'Expendables' fun but forgettable

Article Published: Aug. 19, 2010 | Modified: Sep. 7, 2011
'Expendables' fun but forgettable

Sylvester Stallone, Jet Li, Randy Couture, Terry Crews and Jason Statham star in 'The Expendables.'

Everything about Sylvester Stallone's testosterone-fueled, ultra-violent The Expendables is over the top, and not in that Stallone arm-wrestling sense.

From its action star-studded cast to its gleefully excessive gore to, well, everything, it attempts to take viewers back to the '80s action movies of yore, where big men fight big enemies with big guns, resulting in big explosions.

It's also a big let-down, as director Stallone (Rocky) delivers a rather forgettable entry in his brawny tome, riddled with lame dialogue (even for this genre), computer-animated blood and shaky-camera cinematography that distracts from the genuine stunt work on screen.

On the other hand, The Expendables succeeds on an intrinsic level, that of Stallone simply having fun, shooting - with cameras, that is - what he wants and how he wants it. Having directed, written and produced, it's his movie, and he's not embarrassed to show it.

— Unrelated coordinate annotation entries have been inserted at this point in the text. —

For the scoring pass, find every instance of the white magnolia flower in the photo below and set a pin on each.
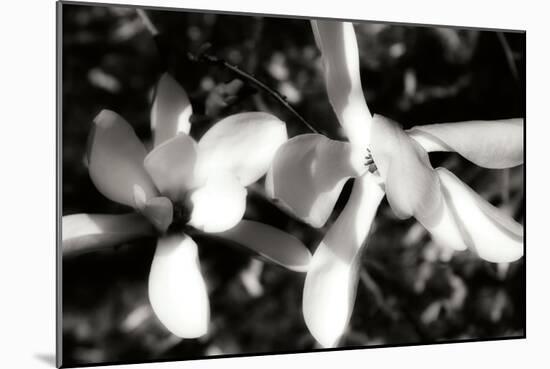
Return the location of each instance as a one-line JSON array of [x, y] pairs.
[[181, 183], [308, 173]]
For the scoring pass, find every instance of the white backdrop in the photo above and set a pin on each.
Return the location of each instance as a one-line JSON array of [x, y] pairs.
[[27, 162]]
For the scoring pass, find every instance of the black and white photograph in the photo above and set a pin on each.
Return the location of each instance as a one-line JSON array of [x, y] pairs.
[[241, 184]]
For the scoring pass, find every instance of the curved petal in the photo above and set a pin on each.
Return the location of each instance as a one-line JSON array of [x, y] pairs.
[[491, 144], [273, 244], [338, 46], [495, 236], [242, 144], [177, 291], [218, 205], [308, 173], [412, 187], [171, 110], [115, 157], [331, 281], [172, 166], [85, 232]]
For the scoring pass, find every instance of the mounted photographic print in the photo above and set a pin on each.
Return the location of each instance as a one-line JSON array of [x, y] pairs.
[[248, 184]]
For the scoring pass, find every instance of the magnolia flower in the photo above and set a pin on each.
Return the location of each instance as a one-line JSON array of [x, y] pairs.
[[181, 183], [308, 173]]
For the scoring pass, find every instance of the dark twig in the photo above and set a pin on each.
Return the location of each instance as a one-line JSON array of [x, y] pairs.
[[509, 55], [213, 60], [147, 22]]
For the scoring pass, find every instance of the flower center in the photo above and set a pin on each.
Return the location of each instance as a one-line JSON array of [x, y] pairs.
[[181, 214], [369, 162]]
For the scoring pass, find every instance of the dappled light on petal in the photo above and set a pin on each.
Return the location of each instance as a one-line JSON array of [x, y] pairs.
[[331, 281], [273, 244], [177, 290], [83, 232], [171, 110], [172, 164], [308, 173], [242, 144], [487, 230], [491, 144], [412, 187], [115, 157], [218, 205], [340, 56]]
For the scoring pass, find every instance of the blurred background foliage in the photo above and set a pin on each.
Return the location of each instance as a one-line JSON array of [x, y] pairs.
[[410, 290]]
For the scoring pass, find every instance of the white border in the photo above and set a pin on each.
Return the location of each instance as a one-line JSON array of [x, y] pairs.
[[27, 161]]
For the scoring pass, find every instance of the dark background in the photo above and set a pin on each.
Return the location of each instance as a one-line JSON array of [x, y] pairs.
[[409, 292]]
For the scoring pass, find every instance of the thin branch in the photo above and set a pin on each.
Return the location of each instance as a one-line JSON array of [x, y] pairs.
[[210, 59], [509, 55], [147, 22], [213, 60]]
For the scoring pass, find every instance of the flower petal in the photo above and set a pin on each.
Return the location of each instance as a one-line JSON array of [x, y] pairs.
[[308, 173], [491, 144], [115, 159], [495, 236], [218, 205], [273, 244], [412, 187], [242, 144], [172, 166], [177, 291], [84, 232], [171, 110], [331, 281], [343, 81]]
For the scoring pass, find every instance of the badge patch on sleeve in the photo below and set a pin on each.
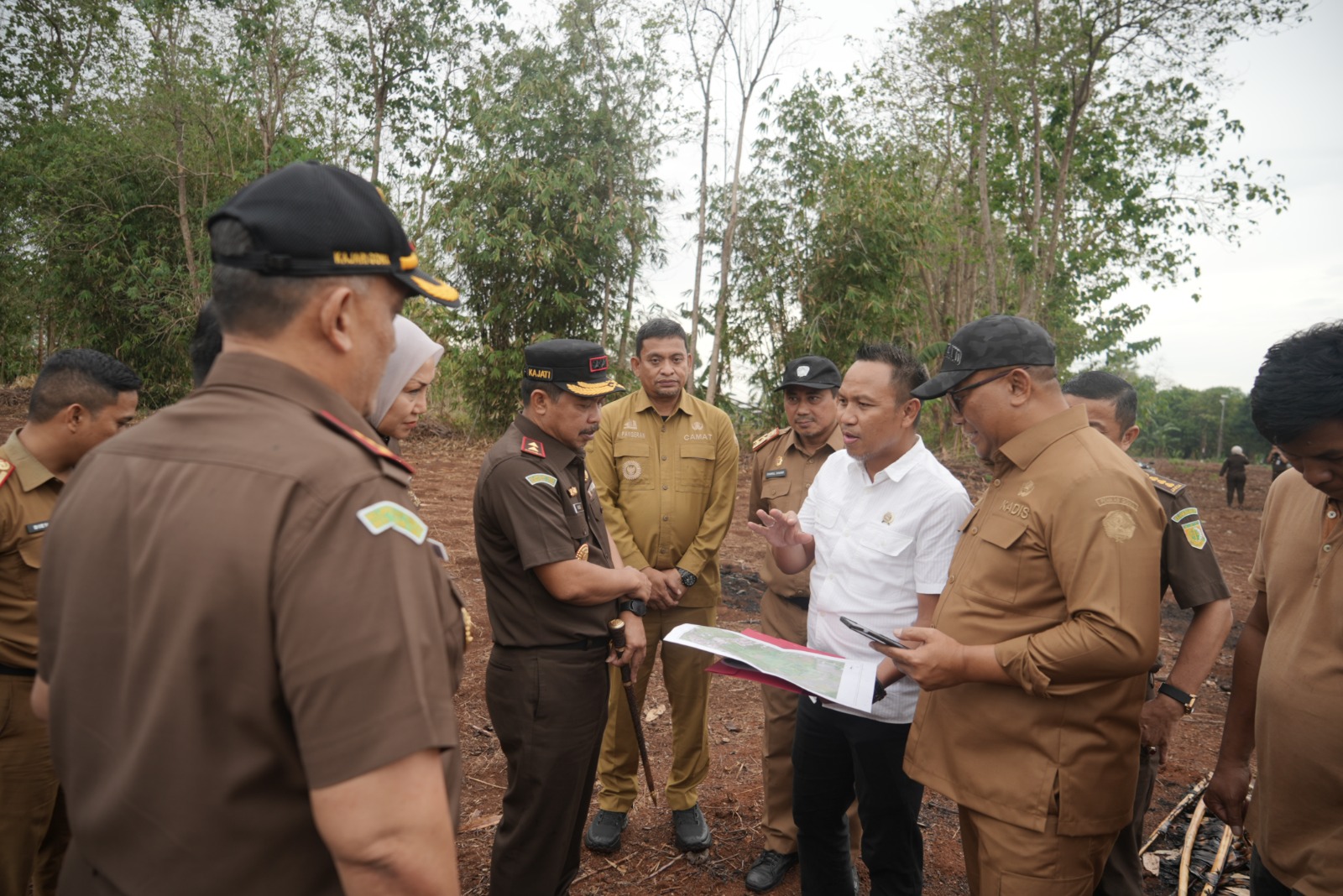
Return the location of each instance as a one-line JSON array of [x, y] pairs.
[[387, 514], [1194, 533]]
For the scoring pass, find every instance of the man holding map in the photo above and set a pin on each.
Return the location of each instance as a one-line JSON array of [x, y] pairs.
[[880, 524]]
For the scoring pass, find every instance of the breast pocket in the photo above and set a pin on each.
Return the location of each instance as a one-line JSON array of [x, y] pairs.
[[30, 551], [631, 464], [994, 571], [695, 471]]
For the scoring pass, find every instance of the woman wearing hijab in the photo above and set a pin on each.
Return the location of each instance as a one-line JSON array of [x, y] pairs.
[[1235, 471], [403, 393]]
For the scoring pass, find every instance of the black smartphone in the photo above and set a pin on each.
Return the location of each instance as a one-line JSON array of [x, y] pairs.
[[873, 636]]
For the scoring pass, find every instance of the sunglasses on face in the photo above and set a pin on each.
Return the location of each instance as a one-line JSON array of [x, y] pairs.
[[955, 394]]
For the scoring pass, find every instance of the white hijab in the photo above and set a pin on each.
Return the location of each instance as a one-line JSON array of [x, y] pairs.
[[413, 349]]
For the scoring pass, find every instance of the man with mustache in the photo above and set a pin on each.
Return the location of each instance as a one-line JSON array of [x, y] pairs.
[[786, 461], [1287, 687], [665, 464], [880, 522], [552, 584], [1033, 667]]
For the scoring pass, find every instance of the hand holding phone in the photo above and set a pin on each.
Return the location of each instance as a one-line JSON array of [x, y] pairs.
[[873, 636]]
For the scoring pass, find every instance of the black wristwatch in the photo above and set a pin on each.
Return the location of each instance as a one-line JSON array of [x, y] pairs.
[[1186, 701]]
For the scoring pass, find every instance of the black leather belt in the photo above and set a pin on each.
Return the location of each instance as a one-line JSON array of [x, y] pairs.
[[586, 644]]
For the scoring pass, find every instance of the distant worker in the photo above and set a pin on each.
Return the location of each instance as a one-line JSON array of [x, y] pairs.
[[1033, 667], [81, 399], [881, 524], [1235, 471], [1287, 683], [785, 464], [552, 585], [242, 627], [1190, 570], [665, 466]]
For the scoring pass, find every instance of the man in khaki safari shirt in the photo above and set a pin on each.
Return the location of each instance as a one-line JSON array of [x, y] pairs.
[[1033, 671], [665, 466]]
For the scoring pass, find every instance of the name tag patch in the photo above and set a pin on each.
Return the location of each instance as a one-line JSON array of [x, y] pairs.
[[389, 515]]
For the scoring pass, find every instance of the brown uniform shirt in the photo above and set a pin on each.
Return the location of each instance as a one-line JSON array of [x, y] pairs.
[[781, 475], [1056, 566], [1296, 815], [536, 504], [235, 612], [29, 494], [668, 486]]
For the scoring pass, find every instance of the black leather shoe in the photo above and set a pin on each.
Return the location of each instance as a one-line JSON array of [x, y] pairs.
[[692, 831], [769, 869], [604, 835]]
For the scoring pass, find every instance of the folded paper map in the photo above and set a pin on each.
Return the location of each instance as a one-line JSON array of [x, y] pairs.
[[845, 681]]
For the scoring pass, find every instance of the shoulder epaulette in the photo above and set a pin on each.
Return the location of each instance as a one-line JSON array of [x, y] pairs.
[[1166, 484], [364, 441], [767, 438]]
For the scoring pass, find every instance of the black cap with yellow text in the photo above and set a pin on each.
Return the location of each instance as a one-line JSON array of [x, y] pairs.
[[574, 364], [317, 221]]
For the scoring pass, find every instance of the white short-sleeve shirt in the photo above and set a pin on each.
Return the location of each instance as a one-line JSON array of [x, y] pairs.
[[880, 544]]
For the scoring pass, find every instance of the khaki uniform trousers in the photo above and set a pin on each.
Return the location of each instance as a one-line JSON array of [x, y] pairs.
[[688, 690], [34, 832], [789, 622], [1006, 860]]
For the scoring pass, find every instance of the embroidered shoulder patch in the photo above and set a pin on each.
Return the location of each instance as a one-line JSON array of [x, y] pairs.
[[1166, 484], [766, 439], [371, 445], [387, 514]]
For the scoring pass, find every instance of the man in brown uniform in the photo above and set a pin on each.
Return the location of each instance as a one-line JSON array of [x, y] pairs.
[[786, 461], [1033, 669], [81, 399], [665, 466], [1287, 687], [1190, 570], [552, 584], [248, 643]]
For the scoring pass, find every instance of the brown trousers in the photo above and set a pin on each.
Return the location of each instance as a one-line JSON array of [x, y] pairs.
[[688, 690], [786, 620], [1006, 860], [548, 708], [34, 832]]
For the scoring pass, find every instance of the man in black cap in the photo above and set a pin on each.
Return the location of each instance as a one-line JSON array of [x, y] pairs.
[[786, 461], [250, 647], [1033, 665], [552, 584]]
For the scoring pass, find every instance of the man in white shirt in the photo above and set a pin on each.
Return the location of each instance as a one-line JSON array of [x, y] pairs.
[[880, 524]]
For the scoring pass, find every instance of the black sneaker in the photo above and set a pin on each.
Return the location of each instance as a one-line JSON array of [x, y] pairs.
[[604, 835], [692, 831], [769, 869]]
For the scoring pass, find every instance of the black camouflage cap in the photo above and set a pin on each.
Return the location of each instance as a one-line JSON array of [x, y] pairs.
[[320, 221], [577, 365], [812, 372], [997, 341]]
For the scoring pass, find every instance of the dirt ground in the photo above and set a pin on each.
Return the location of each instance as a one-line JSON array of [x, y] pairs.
[[731, 797]]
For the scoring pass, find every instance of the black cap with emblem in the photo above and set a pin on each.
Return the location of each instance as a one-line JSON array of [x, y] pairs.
[[997, 341], [812, 372], [317, 221], [574, 364]]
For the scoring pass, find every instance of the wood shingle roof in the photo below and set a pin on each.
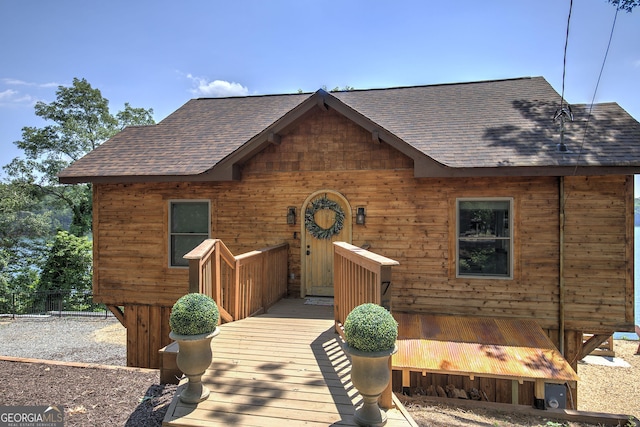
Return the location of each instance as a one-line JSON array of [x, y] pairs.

In tone, it's pure '80s, right down to its classic rock soundtrack and macho man camaraderie. With a simple plot intended to take viewers from Point A to Point B with all the mayhem in between, The Expendables isn't a thinking man's movie, but rather an excuse to bring back the action of yesteryear. All it asks is that you sit back and enjoy the bumpy ride.

Unfortunately, it's just not a very memorable trip, though there are a few roadside attractions.
Stallone stars as Barney Ross, leader of a deadly mercenary group called the Expendables. His teammates are (brace yourself) Lee Christmas (Jason Statham, The Transporter), Ying Yang (Jet Li, Hero), Gunner Jensen (Dolph Lundgren, Rocky 4), Toll Road (UFC's Randy Couture), Hale Caesar (Terry Crews, Idiocracy) and Tool (Mickey Rourke, The Wrestler).

Naturally, each has their own unique ability - Lee's knives, Ying's martial arts, Gunner's sadism, Stallone's protruding blood vessels - that comes in dangerously handy during their covert missions.
They're put to the test when a client called Mr. Church (Bruce Willis in a cameo) recruits them to overthrow the cruel dictator (David Zayas, Showtime's Dexter) of a fictitious South American island.

So dangerous is this particular mission that even Barney's former colleague (Arnold Schwarzenegger in a fun, tongue-in-cheek cameo) turns it down.

But not the Expendables. As Barney and Christmas journey south to scout the situation, they learn the dictator is merely a puppet to drug-running, sleaze incarnate Munroe (Eric Roberts, The Dark Knight) and no-necked, muscle-bound henchman Paine (WWF's "Stone Cold" Steve Austin).
Chaos ensues.

It's a simple plot and set-up for the promised action, though by boasting such a large cast of action stalwarts, it's stretched a little too thin. Stallone struggles in finding something for everyone to do, as the genre's hallowed cliches whiz by like explosive-tipped bullets.

Dialogue in such movies is expected to be cornball at best, but The Expendables' is not at best. Repetitive jokes involving Li's height, or lack thereof, grow old fast, and Statham's closing lines are just plain embarrassing. But the actors give it their best, which, granted, doesn't always amount to much, though Roberts and Rourke offer the film's most rewarding performances.

Roberts is back and having fun in his 20th century element as the smarmy villain, while Rourke delivers a surprisingly thoughtful monologue on the human condition. It kind of comes out of nowhere, proving Rourke to be the most talented of the bunch and, as far as cinema goes, the least expendable.

In kicking (and punching and shooting) it old school, Stallone goes traditional with stunt work and handcrafted special effects, including miniatures and actual explosions. But his shooting style of choice - that frenetic, herky-jerky, close-up camera style - does not do it justice. Were it not for the sounds of gunfire, fists pummeling flesh and, yes, explosions, it's hard to tell what in blazes is happening on screen.

Though generally fun and mostly harmless, this ultimately makes The Expendables live up to its name.
The Expendables, rated R for strong action and bloody violence throughout, and for some language, is playing at Regal Cinema 7 in Boone.